Looks like the 9370 has a faster SSD. That’s always a good thing. We can see how benchmarks look impressive but real world results don’t reflect it.

time tns run android
9370: 1m 49s
9350: 2 m9s

This test uses the passit-mobile repo. There’s a lot going on. It needs to compile the typescript into JavaScript, build the apk file, start an android emulator, and load the apk file on the device. I did my test using the Unix “time” command. I manually stopped it when I saw the Passit app fully loaded in the emulator. I like this test because it does SO much. Some of the Android compilers take advantage of multiple cores while the node based tools can use only one core. A big change on the  i7-8550U CPU is having 4 cores and 8 threads (previous comparable U series CPUs had 2 cores). We can see a decent speed boost on the new XPS here. Nothing ground shattering. If your workload is more multi core utilizing you might see bigger jumps in performance.

All tests were done on battery.


I was pleased to see a good boost in battery life on the new XPS 9370 despite it having smaller battery and a higher resolution display of 3840 x 2160 (9350 topped out at 3200 x 1800). Battery testing is hard and your results will vary. In the type of work I do (web development, vim, browsing) I got about 4-5 hours on the 9350. I seem to get around 7-8 on the 9370. I’ve only been using it a couple days, so I’ll update this post if I find it varies. On both set ups I do not have powertop or TLP installed – I find they can make Linux too unstable for me.

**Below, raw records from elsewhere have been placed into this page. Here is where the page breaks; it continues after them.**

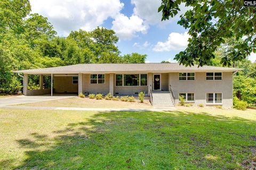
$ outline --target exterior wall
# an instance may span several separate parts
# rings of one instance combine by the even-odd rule
[[[232,72],[222,72],[222,80],[206,80],[205,72],[196,72],[195,80],[188,81],[179,80],[179,73],[170,73],[169,83],[175,96],[175,104],[179,103],[180,93],[194,93],[195,104],[205,105],[206,93],[216,92],[222,94],[222,106],[230,107],[233,106]]]
[[[83,74],[83,92],[107,95],[109,92],[109,74],[105,74],[105,84],[91,84],[90,74]]]
[[[50,93],[51,89],[28,90],[26,96],[41,95]]]
[[[114,74],[114,95],[138,95],[135,92],[139,93],[143,91],[148,94],[148,86],[116,86],[116,75]],[[116,93],[118,92],[118,95]]]
[[[53,88],[54,92],[78,92],[78,84],[73,84],[73,77],[54,76]]]

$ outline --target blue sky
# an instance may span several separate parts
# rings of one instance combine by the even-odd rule
[[[186,48],[187,30],[177,24],[182,5],[174,18],[161,21],[157,13],[161,0],[30,0],[32,13],[48,18],[60,36],[71,30],[90,31],[97,26],[113,29],[121,54],[148,55],[147,62],[175,62],[175,55]],[[256,55],[250,57],[255,60]]]

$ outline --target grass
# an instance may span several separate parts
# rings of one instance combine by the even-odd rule
[[[26,106],[46,106],[46,107],[89,107],[89,108],[152,108],[149,101],[146,100],[144,103],[137,102],[124,102],[107,100],[96,100],[89,98],[82,98],[76,97],[73,98],[45,101],[19,105]]]
[[[3,109],[0,168],[242,169],[256,156],[255,123],[250,109]]]

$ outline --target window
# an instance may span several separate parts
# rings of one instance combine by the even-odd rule
[[[218,104],[222,103],[222,94],[207,94],[206,103]]]
[[[116,74],[116,86],[148,86],[148,74]]]
[[[186,101],[195,101],[194,94],[180,94],[179,96],[183,96],[185,98]]]
[[[116,74],[116,86],[123,86],[123,74]]]
[[[206,73],[206,80],[220,80],[222,79],[222,73]]]
[[[194,80],[195,73],[179,73],[179,79],[180,80]]]
[[[77,76],[73,76],[72,83],[73,84],[77,84],[78,83],[78,77]]]
[[[91,74],[91,84],[104,84],[105,74]]]
[[[148,74],[140,74],[140,86],[148,86]]]
[[[139,86],[139,74],[124,74],[124,86]]]

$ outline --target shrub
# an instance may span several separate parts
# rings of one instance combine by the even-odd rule
[[[235,105],[234,106],[234,108],[242,110],[245,110],[247,107],[247,102],[243,100],[238,100],[236,101]]]
[[[94,99],[95,98],[95,95],[94,94],[89,94],[88,95],[89,97],[89,98],[90,99]]]
[[[215,107],[218,108],[222,108],[222,106],[221,105],[215,105],[214,106]]]
[[[143,92],[140,92],[139,94],[139,99],[140,101],[140,103],[143,103],[144,101],[144,97],[145,96],[145,93]]]
[[[128,96],[122,96],[121,97],[121,101],[128,101]]]
[[[119,100],[119,96],[113,96],[113,97],[111,98],[112,100]]]
[[[97,100],[101,100],[103,99],[103,95],[101,94],[97,94],[96,96],[95,96],[95,98]]]
[[[113,98],[113,96],[112,96],[110,93],[108,94],[105,96],[105,99],[106,100],[111,100]]]
[[[185,106],[185,97],[183,95],[179,96],[179,99],[180,99],[180,105]]]
[[[79,94],[78,97],[79,97],[81,98],[85,98],[85,96],[84,96],[84,94],[83,94],[82,92],[81,92],[81,93]]]
[[[135,98],[133,96],[130,96],[128,97],[128,101],[135,102]]]

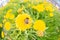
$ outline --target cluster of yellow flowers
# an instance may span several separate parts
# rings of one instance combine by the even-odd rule
[[[11,2],[14,2],[14,0],[10,0]],[[22,0],[20,0],[22,1]],[[29,0],[23,0],[24,3],[28,2]],[[38,2],[37,0],[35,0],[36,2]],[[16,6],[16,5],[15,5]],[[23,5],[24,6],[24,5]],[[25,6],[24,6],[25,7]],[[46,0],[44,0],[44,2],[39,3],[39,4],[30,4],[28,5],[28,7],[30,7],[32,10],[36,10],[36,14],[39,14],[41,12],[44,11],[48,11],[49,13],[48,16],[49,17],[53,17],[54,16],[54,9],[53,9],[53,5],[49,2],[46,2]],[[43,19],[36,19],[34,20],[34,13],[32,12],[33,17],[31,16],[31,13],[25,12],[26,9],[23,7],[18,8],[17,10],[17,15],[15,16],[13,14],[13,10],[10,8],[7,10],[7,12],[4,15],[4,20],[3,20],[3,29],[6,31],[11,30],[12,27],[12,23],[10,21],[14,20],[14,26],[16,26],[16,29],[20,30],[20,31],[26,31],[28,29],[33,29],[36,31],[38,36],[43,36],[44,32],[46,30],[46,22]],[[31,11],[31,10],[30,10]],[[43,14],[43,13],[42,13]],[[38,17],[40,17],[40,14],[37,15]],[[13,26],[13,27],[14,27]],[[2,27],[2,24],[0,23],[0,27]],[[4,38],[4,32],[1,32],[2,38]]]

If you opt for the lower screen resolution on any XPS model, you will get vastly better battery life. Unfortunately, Dell does not offer the lower resolution with 16GB of RAM, which made it not an option for me.


The XPS 13 line is not for gaming so I’ll keep this short. The 9350 had an Intel Iris integrated GPU option while the 9370 offers only the less powerful UHD 620 integrated GPU. At first I was worried this would mean no more Cities Skylines for me – but that is not the case. Cities Skylines runs just fine on very low settings on the 9370. Dell says the heat dissipation is improved on their new laptop so it may be one reason for decent performance even without the better Iris GPU. If you want some light gaming, the XPS 13 dev edition is a solid choice.


The new Dell XPS developer edition is a modest improvement. I think the better battery life even on the higher end model is the biggest improvement. It’s probably not worth upgrading from the 9350 model but it might be from anything earlier. Performance gains are minimal, possibly due to Intel CPU’s having only minor performance upgrades the past couple years.

4 thoughts on “Review: Dell XPS 13 9370 Developer Edition”

  1. Hi,
    I liked your review very much. I’m also thinking of getting the 9370. Also a Developer, but will also be a media and everyday laptop (some movie watching on planes and web browsing).

    Do you still feel the same about battery? Do you use it as a everyday laptop or just for dev? Are there any significant changes in battery performance if not in dev?

    I’m between this one and HP X360 spectre



    1. I’m still happy about the battery. If you get the non 4k display model the battery will be even better.

      I use it for light gaming, general web browsing, every day stuff. I’m on the go with it a lot. You could probably squeeze a couple more hours out of it by keeping the brightness very low, running powertop or TLP (as mentioned I don’t like doing this), and not doing anything CPU intensive. For me, knowing that Linux works out of the box makes the XPS a better choice. I know I’ll get BIOS updates and things like that without searching the internet or installing Windows.


  2. Hello there! Great review!

    A quick question: do you have any experience running other distributions on the Dell XPS 13? I like Debian and was thinking of running that instead of Ubuntu. I believe at the core they are very similar so hopefully it should install and run without a problem. I was also wondering if there is any additional software or drivers that come with Dell’s Ubuntu install that I might have a hard time getting for another distribution.

    Thank you!


    1. I’m running Ubuntu 17.10 and it works great out of box. You do not need the dell drivers as long as you have a recent kernel – I believe Dell contributes them upstream.